Cécile Goldet
Cécile Goldet (15 March 1914 – 27 October 2019) was a French physician and politician, who served as a member of the Senate, representing Paris from 1979 to 1984, succeeding Georges Dayan, who died in office.[1]
Biography
His father, Lucien François Marc, a doctor of geography, joined the army as an officer and served in the colonial forces in Madagascar and West Africa.

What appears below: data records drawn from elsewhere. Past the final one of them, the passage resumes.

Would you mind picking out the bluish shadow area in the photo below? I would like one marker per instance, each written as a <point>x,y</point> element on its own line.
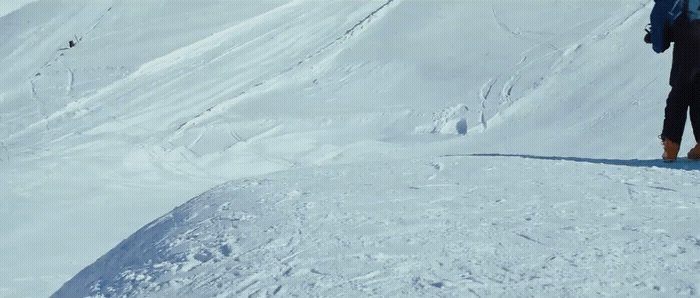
<point>681,163</point>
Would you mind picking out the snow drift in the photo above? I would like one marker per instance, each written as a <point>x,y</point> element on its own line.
<point>161,101</point>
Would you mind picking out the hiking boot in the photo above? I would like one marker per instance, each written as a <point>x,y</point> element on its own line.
<point>694,153</point>
<point>670,150</point>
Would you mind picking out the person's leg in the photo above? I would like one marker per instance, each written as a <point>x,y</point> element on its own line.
<point>694,104</point>
<point>675,114</point>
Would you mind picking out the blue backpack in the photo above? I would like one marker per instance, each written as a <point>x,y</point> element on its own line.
<point>665,14</point>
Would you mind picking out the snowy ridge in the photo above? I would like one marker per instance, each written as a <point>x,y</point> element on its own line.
<point>382,147</point>
<point>440,227</point>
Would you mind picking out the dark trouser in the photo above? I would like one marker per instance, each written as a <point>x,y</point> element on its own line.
<point>681,98</point>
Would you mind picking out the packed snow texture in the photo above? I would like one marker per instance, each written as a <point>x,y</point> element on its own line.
<point>374,147</point>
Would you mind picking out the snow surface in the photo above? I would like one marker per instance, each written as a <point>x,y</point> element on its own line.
<point>372,147</point>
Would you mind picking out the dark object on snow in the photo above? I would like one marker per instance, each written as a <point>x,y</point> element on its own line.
<point>647,37</point>
<point>678,21</point>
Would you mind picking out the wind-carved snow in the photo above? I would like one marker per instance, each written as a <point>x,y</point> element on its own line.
<point>453,137</point>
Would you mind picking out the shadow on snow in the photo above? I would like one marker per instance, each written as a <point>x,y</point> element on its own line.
<point>682,163</point>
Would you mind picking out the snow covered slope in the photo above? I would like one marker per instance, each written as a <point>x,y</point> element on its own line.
<point>163,100</point>
<point>448,226</point>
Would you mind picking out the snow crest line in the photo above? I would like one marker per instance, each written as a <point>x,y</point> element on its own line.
<point>683,164</point>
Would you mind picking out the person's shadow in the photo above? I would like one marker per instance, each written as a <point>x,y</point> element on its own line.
<point>681,163</point>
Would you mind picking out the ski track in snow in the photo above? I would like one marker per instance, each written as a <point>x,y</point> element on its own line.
<point>389,229</point>
<point>385,223</point>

A captain, he was killed in the early days of World War I, on September 15, 1914. His mother, Louise Marie Schrader, was a doctor.
Cécile Marc-Schrader studied medicine in Paris and obtained her medical degree in 1940. She is a pediatrician and gynecologist.
In 1941, Cécile Marc-Schrader joined the French Foundation for the Study of Human Problems, an organization supported by the Vichy government whose purpose was to study “all aspects of measures to safeguard, improve, and develop the French population.” It was founded by surgeon and biologist Alexis Carrel (1873-1944), who was its regent. A proponent of racist and eugenicist theories and a member of Jacques Doriot French Popular Party (PPF) in 1937, Alexis Carrel was suspended from his duties in August 1944 by the provisional government. He denied any collaboration with Germany and was not tried.
According to historian Alain Drouard, “nothing could be more wrong than to consider all members of the Foundation as collaborators or fascists in the pay of the occupying forces, even if this may have been the case for some of them.” He points out that “Doctors Jean Sutter, Pierre Royer, and Cécile Goldet, then known as Marc-Schrader, [were] involved in the Resistance.”
Cécile Marc-Schrader's activities during World War II have been confused with those of her sister-in-law, Cécile Goldet (1901-1987), a nurse in the Vercors resistance movement who was deported to Ravensbrück concentration camp.[2]
In May 1945, Cécile Marc-Schrader married Antoine Gustave Goldet, an engineer in Paris, and took the name Cécile Goldet.
In 1960, she helped found the French Movement for Family Planning.[3] In 1962, she joined the Mouvement Démocratique Féminin (Women's Democratic Movement), introduced by Marie-Thérèse Eyquem, then in 1964 the Convention des institutions républicaines (CIR), a group founded by François Mitterrand. She was first elected as a municipal councilor in Fleury-en-Bière in 1965. She also ran in the 1967 and 1971 Paris municipal elections as a Socialist Party candidate, but was defeated. In 1970, she became treasurer of the Association for the Study of Abortion.[4]
She joined CERES, Jean-Pierre Chevènement political movement. From 1975 to 1977, she sat on the PS steering committee. In 1977, she was refused nomination as a candidate for the Senate elections. After the 1978 legislative elections, she became part of the “autonomous women” movement. Along with Françoise Gaspard and Édith Lhuillier, she declared her break with the party.
Cécile Goldet became a senator in 1979, replacing Georges Dayan. In the Senate, she sits on the Social Affairs Committee, is vice-president of the Socialist Group, and secretary of the Senate.
She retired as a gynecologist in 1982.
In 1990, she signed the Appeal of the 75 against the Gulf War.[5]
References
- ^ "GOLDET Cécile". Senate of France. Retrieved 16 November 2019.
- ^ "Cécile Goldet, sénatrice féministe et centenaire". Polmorésie, blog d’histoire (in French).
- ^ [1], sur lemonde.fr, 13 mai 2019
- ^ [2], sur lemonde.fr, 19 janvier 1970.
- ^ "Appel des 75 contre la guerre du Golfe ( Koweit Irak 1990-91) - Denis Langlois, écrivain, avocat". denis-langlois.fr.